There are many observations, conclusions and recommendations that surfaced from this research project.  They include general comments to very specific suggestions aimed at enhancing travel speed and lowering travel time for specific evacuees within a small urban and rural area.  In order to implement many of the items contained in this report, which we feel is needed in a comprehensive evacuation plan, several general observations and recommendations can be made.

 

First, mobility and accessibility of the under-represented population residing in both small urban and rural hurricane-prone areas will be enhanced. And second, institutional arrangements and inter-agency coordination between small urban and rural transit providers and other emergency responsive agencies located within the surrounding jurisdiction will also be improved.  A lot can be gained in terms of minimizing loss of life during a natural disaster by providing alternative evacuation routing strategies prior to the actual disaster taking place.
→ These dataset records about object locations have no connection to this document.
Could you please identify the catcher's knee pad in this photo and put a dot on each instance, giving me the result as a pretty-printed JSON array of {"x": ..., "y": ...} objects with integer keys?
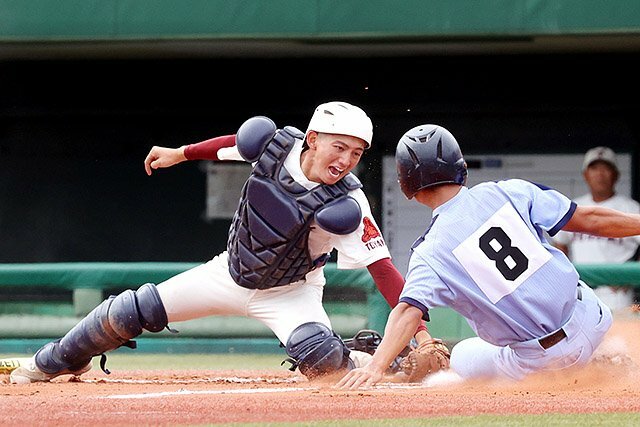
[
  {"x": 316, "y": 350},
  {"x": 110, "y": 325}
]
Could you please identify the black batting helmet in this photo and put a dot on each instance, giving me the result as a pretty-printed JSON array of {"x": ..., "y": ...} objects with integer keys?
[{"x": 428, "y": 155}]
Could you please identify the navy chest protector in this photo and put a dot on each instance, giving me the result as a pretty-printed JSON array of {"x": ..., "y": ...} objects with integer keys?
[{"x": 268, "y": 239}]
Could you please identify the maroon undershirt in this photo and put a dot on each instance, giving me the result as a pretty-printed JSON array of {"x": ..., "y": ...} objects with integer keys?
[
  {"x": 208, "y": 149},
  {"x": 389, "y": 282}
]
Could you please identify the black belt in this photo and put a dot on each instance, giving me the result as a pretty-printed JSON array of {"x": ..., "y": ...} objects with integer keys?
[{"x": 553, "y": 339}]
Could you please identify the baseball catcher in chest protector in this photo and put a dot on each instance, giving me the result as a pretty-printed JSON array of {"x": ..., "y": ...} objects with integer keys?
[{"x": 300, "y": 202}]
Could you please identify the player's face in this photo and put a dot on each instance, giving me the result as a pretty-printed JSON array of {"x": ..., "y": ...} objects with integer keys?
[
  {"x": 332, "y": 156},
  {"x": 601, "y": 178}
]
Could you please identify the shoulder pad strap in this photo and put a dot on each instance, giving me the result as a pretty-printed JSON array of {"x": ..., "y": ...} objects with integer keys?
[
  {"x": 253, "y": 136},
  {"x": 295, "y": 132},
  {"x": 352, "y": 182}
]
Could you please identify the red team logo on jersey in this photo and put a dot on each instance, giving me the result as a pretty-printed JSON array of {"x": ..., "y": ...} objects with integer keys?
[
  {"x": 370, "y": 230},
  {"x": 371, "y": 236}
]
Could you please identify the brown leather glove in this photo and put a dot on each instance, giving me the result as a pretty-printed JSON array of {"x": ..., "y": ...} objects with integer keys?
[{"x": 428, "y": 358}]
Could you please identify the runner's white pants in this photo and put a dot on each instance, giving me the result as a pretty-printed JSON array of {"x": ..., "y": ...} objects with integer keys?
[{"x": 585, "y": 330}]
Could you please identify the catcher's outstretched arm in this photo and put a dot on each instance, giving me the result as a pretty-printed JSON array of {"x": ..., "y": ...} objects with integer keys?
[
  {"x": 390, "y": 282},
  {"x": 402, "y": 324}
]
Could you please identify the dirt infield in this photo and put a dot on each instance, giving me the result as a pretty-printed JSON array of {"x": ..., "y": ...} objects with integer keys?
[{"x": 609, "y": 384}]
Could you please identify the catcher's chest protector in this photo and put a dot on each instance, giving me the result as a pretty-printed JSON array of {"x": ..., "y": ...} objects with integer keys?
[{"x": 268, "y": 239}]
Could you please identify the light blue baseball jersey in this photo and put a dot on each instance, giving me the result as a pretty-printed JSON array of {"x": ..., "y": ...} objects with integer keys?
[{"x": 485, "y": 256}]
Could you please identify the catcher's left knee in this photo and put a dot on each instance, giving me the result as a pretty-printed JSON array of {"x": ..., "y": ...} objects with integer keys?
[{"x": 316, "y": 350}]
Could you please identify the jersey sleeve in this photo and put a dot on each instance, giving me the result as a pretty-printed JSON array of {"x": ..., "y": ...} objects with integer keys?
[
  {"x": 548, "y": 208},
  {"x": 423, "y": 287},
  {"x": 365, "y": 245}
]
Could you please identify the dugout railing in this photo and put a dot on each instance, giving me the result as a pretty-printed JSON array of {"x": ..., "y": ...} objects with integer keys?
[{"x": 42, "y": 301}]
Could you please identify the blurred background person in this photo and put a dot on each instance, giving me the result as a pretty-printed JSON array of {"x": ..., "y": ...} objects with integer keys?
[{"x": 601, "y": 173}]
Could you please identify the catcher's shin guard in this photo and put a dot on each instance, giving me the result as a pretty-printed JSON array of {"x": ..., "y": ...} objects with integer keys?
[
  {"x": 110, "y": 325},
  {"x": 316, "y": 350}
]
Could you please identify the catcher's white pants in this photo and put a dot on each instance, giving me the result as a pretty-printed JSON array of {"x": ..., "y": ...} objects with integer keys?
[
  {"x": 208, "y": 290},
  {"x": 585, "y": 330}
]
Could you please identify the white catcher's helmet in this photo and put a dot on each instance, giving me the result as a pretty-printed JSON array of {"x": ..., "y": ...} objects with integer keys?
[{"x": 343, "y": 119}]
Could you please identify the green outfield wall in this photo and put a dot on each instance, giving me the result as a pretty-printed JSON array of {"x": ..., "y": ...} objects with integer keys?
[
  {"x": 351, "y": 300},
  {"x": 53, "y": 20}
]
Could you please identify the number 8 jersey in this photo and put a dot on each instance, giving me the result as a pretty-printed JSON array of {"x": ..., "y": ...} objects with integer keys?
[{"x": 485, "y": 255}]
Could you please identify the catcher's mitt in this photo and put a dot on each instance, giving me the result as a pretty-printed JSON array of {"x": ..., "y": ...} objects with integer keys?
[
  {"x": 429, "y": 357},
  {"x": 368, "y": 340}
]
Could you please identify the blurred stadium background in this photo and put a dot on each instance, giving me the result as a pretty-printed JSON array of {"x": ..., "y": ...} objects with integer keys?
[{"x": 87, "y": 87}]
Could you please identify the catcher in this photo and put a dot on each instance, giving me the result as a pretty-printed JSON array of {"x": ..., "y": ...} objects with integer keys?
[{"x": 300, "y": 202}]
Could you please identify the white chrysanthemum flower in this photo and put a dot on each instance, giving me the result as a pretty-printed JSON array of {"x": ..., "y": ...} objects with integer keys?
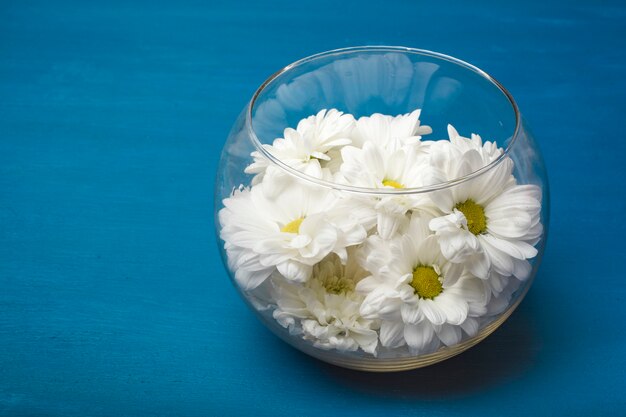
[
  {"x": 381, "y": 130},
  {"x": 392, "y": 166},
  {"x": 326, "y": 308},
  {"x": 291, "y": 231},
  {"x": 489, "y": 221},
  {"x": 417, "y": 292},
  {"x": 308, "y": 147}
]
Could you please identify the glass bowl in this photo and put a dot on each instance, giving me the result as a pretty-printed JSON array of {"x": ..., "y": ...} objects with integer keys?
[{"x": 381, "y": 208}]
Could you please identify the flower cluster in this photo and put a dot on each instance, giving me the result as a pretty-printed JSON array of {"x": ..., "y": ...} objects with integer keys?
[{"x": 386, "y": 268}]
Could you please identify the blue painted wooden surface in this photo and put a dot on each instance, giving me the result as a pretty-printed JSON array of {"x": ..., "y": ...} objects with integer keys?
[{"x": 113, "y": 300}]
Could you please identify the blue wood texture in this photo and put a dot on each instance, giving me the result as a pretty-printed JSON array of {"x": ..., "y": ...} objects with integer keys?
[{"x": 113, "y": 300}]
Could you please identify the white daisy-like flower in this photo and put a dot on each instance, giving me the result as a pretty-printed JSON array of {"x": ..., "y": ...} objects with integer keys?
[
  {"x": 308, "y": 147},
  {"x": 291, "y": 231},
  {"x": 381, "y": 129},
  {"x": 394, "y": 166},
  {"x": 421, "y": 297},
  {"x": 325, "y": 310},
  {"x": 489, "y": 221}
]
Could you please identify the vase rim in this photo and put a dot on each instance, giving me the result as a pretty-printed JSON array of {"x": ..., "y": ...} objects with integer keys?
[{"x": 387, "y": 191}]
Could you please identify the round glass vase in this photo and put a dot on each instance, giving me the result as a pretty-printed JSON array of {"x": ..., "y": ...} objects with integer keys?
[{"x": 361, "y": 82}]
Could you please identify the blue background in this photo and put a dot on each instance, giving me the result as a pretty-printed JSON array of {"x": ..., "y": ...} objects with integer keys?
[{"x": 113, "y": 300}]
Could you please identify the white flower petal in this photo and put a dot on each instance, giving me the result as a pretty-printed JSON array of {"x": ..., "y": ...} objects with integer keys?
[{"x": 392, "y": 334}]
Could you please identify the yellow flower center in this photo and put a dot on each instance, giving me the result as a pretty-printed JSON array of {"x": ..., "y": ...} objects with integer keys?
[
  {"x": 292, "y": 226},
  {"x": 426, "y": 282},
  {"x": 337, "y": 285},
  {"x": 475, "y": 215},
  {"x": 392, "y": 183}
]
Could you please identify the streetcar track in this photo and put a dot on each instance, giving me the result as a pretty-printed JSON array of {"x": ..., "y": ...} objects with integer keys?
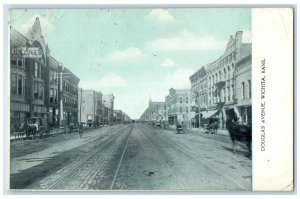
[
  {"x": 160, "y": 154},
  {"x": 121, "y": 159},
  {"x": 199, "y": 161},
  {"x": 108, "y": 142}
]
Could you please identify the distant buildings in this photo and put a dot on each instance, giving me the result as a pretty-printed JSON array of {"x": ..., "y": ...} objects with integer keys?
[
  {"x": 108, "y": 108},
  {"x": 35, "y": 89},
  {"x": 220, "y": 89},
  {"x": 154, "y": 111},
  {"x": 120, "y": 117},
  {"x": 178, "y": 104},
  {"x": 90, "y": 107}
]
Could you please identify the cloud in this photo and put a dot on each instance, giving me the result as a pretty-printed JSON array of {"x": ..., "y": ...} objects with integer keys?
[
  {"x": 161, "y": 15},
  {"x": 127, "y": 54},
  {"x": 168, "y": 63},
  {"x": 186, "y": 41},
  {"x": 110, "y": 80},
  {"x": 247, "y": 37},
  {"x": 46, "y": 24}
]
Interagency communication is critical to proving optimal evacuation success.

 

The need to evaluate multiple scenarios through simulated evacuation crises management environment cannot be over emphasized as it will provide initial training and knowledge base for the events that will unfold.  

 

Implementation Statement

 

The results of the completed work consist of modeling transit issues unique to hurricane evacuations in small urban and rural areas located in the state of North Carolina.  Particular emphasis is placed on identifying transit options needed to assist underrepresented populations such as the elderly and disabled, who maybe, in some ways, captive without transportation means or limited in terms of evacuation means.  The value of this research is in its ability to provide North Carolina's small urban and rural emergency management agencies and officials with a practical methodology that facilitates local disaster planning and preparedness efforts regarding the movement of underrepresented citizens during evacuations.